Chapter 16 - "Binding Time": Part 4 - The Language and Logic of Nature

Korzybski: A Biography (Free Online Edition)
Copyright © 2014 (2011) by Bruce I. Kodish 
All rights reserved. Copyright material may be quoted verbatim without need for permission from or payment to the copyright holder, provided that attribution is clearly given and that the material quoted is reasonably brief in extent.

The definitions of the different classes of life remained somewhat muted in this first draft, indeed the definitions of plant and animal life are implied but not given explicitly. Korzybski chose to spend considerable time discussing mathematics—“the universal language” mentioned in the original title. Much of the detail of this discussion of mathematical thinking in the first draft was subsequently deleted. However, some of it seems worth noting here. It highlights, perhaps even more clearly than what eventually got published in the book, some long-standing motivational factors which persisted in influencing Korzybski’s subsequent work.

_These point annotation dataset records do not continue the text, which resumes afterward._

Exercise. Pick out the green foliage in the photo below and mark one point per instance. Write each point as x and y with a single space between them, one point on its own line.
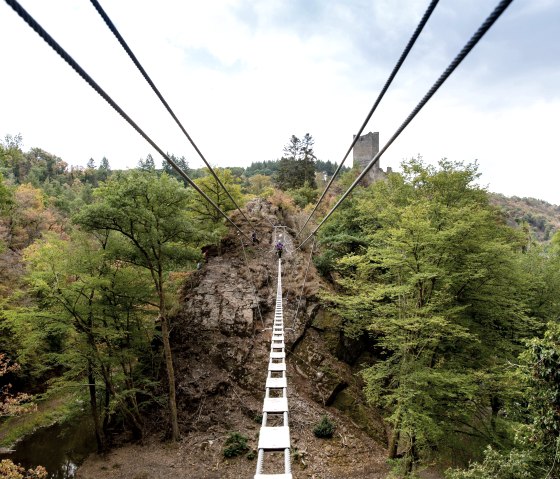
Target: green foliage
324 429
260 185
147 214
427 268
235 445
297 166
9 470
203 210
304 195
515 465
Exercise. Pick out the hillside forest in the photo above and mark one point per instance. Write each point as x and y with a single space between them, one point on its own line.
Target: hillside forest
454 290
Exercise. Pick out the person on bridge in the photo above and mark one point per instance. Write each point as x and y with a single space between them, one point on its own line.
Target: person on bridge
279 248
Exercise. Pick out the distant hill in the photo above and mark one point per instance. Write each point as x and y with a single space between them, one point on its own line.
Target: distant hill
542 217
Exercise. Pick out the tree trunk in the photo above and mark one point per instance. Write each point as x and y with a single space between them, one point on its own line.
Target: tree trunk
394 438
99 437
170 378
393 444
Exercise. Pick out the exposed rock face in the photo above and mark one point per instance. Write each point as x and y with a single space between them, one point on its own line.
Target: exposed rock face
221 345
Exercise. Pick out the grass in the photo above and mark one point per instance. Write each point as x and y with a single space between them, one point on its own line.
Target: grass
58 407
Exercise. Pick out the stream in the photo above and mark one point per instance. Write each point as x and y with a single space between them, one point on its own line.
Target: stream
59 448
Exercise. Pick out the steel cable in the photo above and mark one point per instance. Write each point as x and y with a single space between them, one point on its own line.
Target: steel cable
500 8
89 80
252 282
396 68
304 281
123 43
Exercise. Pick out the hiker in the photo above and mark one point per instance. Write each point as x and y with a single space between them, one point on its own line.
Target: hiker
279 248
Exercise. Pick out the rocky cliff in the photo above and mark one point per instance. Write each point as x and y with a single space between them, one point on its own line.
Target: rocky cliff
221 342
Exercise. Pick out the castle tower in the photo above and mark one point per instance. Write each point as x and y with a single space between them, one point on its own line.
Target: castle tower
363 152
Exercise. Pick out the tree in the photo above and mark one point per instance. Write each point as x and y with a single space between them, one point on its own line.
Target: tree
149 213
148 164
260 185
204 210
297 165
104 169
437 284
96 306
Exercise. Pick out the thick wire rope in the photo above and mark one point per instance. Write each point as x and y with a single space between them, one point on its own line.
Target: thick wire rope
252 282
304 281
396 68
501 7
78 69
123 43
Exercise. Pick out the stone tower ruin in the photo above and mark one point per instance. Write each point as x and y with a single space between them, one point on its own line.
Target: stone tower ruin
364 150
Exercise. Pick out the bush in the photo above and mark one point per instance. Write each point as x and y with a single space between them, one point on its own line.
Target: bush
324 429
235 445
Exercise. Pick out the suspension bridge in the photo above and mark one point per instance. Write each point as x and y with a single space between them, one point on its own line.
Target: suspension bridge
275 432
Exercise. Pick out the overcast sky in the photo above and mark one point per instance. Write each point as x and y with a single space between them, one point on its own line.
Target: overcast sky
244 75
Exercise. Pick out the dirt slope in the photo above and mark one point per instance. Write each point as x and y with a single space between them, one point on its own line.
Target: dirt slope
221 350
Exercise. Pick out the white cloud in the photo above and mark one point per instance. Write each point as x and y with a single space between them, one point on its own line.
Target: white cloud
243 76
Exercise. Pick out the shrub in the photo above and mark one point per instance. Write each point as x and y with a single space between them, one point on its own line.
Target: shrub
324 429
235 445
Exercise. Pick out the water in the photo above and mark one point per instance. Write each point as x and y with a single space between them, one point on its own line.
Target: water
59 448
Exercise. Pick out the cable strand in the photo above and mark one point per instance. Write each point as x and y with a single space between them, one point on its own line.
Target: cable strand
396 68
89 80
136 62
304 281
500 8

For Alfred, the science of human engineering required embracing mathematics as its main helpmate. The processes and products of mathematical reasoning provided a level of security unattainable anywhere else. He indicated this with the introductory quote from Louis Brandeis that he retained in the published book:
“For a while he trampled with impunity on laws human and divine but, as he was obsessed with the delusion that two and two makes five, he fell, at last a victim to the relentless rules of humble Arithmetic. “Remember, O stranger, Arithmetic is the first of the sciences and the mother of safety.”(8) 

Alfred noted what continued to be one of the main articles of his scientific credo: that mathematics provides a language and logic of nature, including human nature. As he wrote, this ‘logic’ seems especially tied up with the study of mathematical functions (relations between variables)—the basis of the infinitesmal calculus that his father had introduced to him as a young child. The feel of the calculus had long since permeated Alfred’s view of the world since he tended to look at the world in terms of indefinitely-varying functional relationships.

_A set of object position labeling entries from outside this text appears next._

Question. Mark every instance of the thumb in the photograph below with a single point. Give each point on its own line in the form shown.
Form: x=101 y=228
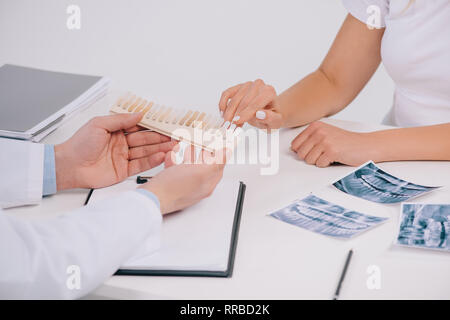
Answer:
x=270 y=118
x=118 y=122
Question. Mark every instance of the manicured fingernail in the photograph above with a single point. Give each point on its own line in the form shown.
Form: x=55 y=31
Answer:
x=261 y=115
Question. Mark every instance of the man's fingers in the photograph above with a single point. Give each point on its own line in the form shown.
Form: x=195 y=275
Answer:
x=147 y=150
x=117 y=122
x=143 y=164
x=142 y=138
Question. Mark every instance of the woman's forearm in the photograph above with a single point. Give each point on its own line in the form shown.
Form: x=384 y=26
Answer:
x=310 y=99
x=419 y=143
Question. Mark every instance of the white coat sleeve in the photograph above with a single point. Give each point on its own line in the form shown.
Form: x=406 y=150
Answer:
x=41 y=259
x=21 y=172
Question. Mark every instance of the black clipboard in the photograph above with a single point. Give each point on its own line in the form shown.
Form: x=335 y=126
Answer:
x=198 y=273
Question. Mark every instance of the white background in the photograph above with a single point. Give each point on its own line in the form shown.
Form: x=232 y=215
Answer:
x=184 y=53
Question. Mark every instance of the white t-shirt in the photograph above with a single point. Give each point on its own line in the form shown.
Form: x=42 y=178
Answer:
x=416 y=53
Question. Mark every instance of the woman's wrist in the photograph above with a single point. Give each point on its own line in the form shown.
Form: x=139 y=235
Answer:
x=65 y=172
x=381 y=146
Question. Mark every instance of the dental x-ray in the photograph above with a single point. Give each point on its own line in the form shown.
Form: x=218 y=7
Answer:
x=318 y=215
x=371 y=183
x=425 y=226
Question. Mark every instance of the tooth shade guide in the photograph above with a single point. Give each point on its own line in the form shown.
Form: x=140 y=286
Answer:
x=167 y=120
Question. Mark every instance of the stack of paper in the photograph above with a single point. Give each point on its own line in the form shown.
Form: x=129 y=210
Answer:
x=35 y=102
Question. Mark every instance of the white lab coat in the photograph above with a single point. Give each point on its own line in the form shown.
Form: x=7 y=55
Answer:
x=41 y=258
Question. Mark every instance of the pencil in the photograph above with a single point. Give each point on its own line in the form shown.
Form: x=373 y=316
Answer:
x=344 y=271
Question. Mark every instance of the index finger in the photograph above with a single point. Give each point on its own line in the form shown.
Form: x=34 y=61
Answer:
x=226 y=95
x=261 y=101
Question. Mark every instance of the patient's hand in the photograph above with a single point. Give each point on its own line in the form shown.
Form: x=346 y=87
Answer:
x=100 y=154
x=322 y=144
x=180 y=186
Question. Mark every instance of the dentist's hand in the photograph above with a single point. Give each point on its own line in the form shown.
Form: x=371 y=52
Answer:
x=180 y=186
x=100 y=154
x=254 y=102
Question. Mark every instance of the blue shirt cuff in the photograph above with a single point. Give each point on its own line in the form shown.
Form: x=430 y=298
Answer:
x=49 y=182
x=150 y=195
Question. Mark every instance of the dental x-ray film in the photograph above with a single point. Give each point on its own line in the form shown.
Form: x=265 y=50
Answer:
x=425 y=226
x=371 y=183
x=320 y=216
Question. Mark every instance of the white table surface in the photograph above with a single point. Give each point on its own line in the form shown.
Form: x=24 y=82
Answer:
x=275 y=260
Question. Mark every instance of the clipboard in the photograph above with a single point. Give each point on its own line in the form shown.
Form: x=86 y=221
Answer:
x=227 y=273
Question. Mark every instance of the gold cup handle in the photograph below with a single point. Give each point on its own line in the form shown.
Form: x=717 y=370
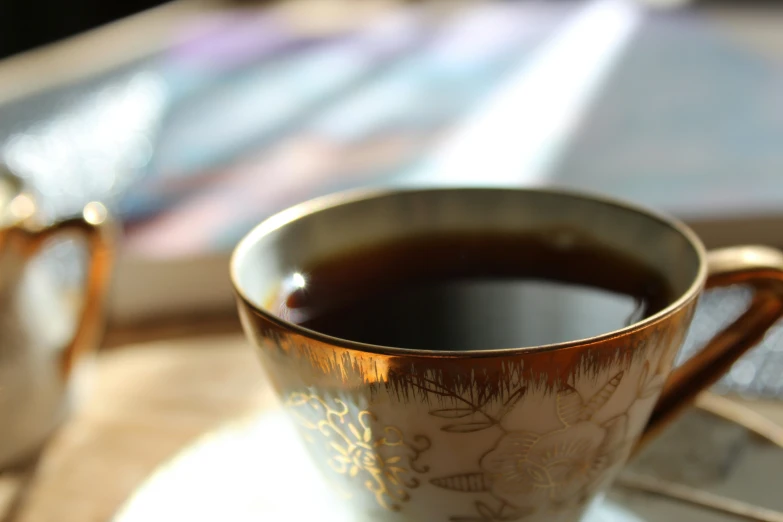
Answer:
x=96 y=227
x=758 y=266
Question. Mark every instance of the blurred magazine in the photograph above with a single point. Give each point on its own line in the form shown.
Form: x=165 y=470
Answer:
x=244 y=115
x=363 y=136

If human life was to be rightly understood and changed for the better, this kind of mathematical thinking had to be applied to human problems. As Alfred saw it, this didn’t necessarily require great complexity or elaborate calculations. Although it became a secondary part of the published version of his first book, the notion of mathematics—or more precisely physico-mathematical method—as a guide to life began to emerge as a major theme in Alfred’s subsequent writings.

Notes 
You may download a pdf of all of the book's reference notes (including a note on primary source material and abbreviations used) from the link labeled Notes on the Contents page. The pdf of the Bibliography, linked on the Contents page contains full information on referenced books and articles. 
8. Korzybski 1921, p. 1. The Brandeis quote comes from Brandeis' 1914 book Other People's Money and How the Bankers Use It, p. viii.